The human voice is capable of a baffling array of sounds. I first heard about Tuvan throat singing when Huun Huur Tu performed at the Eastman School while I was an undergraduate. Sadly, I never made it to the concert. Since then, I've been singing a lot of barbershop, another style that is interested in overtones. When the members of a quartet or chorus match the timbre and vowel of their voices and sing pitches along a harmonic sequence, the result is the production of additional pitches. Although the brain normalizes it to seem like a single pitch, all human speech is a combination of several frequencies, so overtone-producing vocalization is always around us.
Having thought so much about the subject, I was really looking forward to the documentary Genghis Blues, about the journey of a San Francisco blues musician to Tuva, a country that still practices throat singing. As a documentary of the trip, the movie is a success. As anything more than a tease of throat singing, it's a disappointment. The filmmakers focus most of their attention on Paul Pena, whose remarkable, untutored mastery of kargyraa, one of the six throat singing styles, makes him the toast of Tuva. Kongar-ol Ondar met Paul while visiting California, and he encouraged Paul to compete in the throat singing competition in the capitol, Kyzyl.

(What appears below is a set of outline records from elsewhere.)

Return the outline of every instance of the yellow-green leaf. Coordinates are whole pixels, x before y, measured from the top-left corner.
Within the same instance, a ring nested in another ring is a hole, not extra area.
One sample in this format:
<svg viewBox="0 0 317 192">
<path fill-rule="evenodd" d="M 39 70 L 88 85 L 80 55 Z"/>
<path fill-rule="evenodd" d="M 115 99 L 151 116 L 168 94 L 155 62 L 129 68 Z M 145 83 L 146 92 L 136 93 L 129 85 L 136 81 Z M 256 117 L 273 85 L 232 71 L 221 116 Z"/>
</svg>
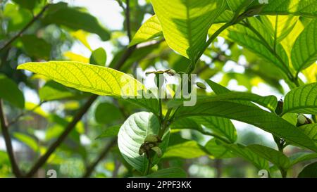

Paul Pena's story is very interesting, and it is definitely deserving of a documentary. In fact, it's interesting enough to deserve a better documentary than this. Roko Belic apparently has not had time to become an invisible documentarian. Although they are almost never participants in the dialogue, the camera operators are in frame a significant amount of the time. At one point in the concert footage, the focus is equally divided between Paul on the guitar and the operation of a Steadicam JR to capture some low- quality video footage. I should probably be amazed that they had access to such a piece of equipment at all, and thankful that there wasn't much shaky-cam. The editing tends to repeat itself, showing Pena performing some pieces over and over with the setting being the only appreciable difference.
I was annoyed more by the absence of information than I was by the presentation. I can understand predominantly focusing on the two singing styles favored by Pena and Ondar, but the other four aren't even mentioned by name. The movie's introduction includes a motion X-ray of a vocal tract in the act of throat singing, but the footage is never attributed, explained, or used. Equally frustrating, Pena himself doesn't really know how he came to emulate the recordings so well, and nobody else in the entourage is ever educated in the techniques. I can imagine enthralled audience-members going home practicing their sygyt and drumming up (singing up?) interest in Tuvan culture, but the movie doesn't provide anything to encourage such behavior. Those khöömei-wannabes leave the theater knowing only that somebody else intuited it. In another major communication gap, several famous Tuvans, including Huun-Huur-Tu, are barely identified when they appear, if at all. Some are introduced only by name and not by their game. The scant runtime probably dictated information cuts, but I'd think most audiences could stand another ten minutes if it meant they'd be better educated.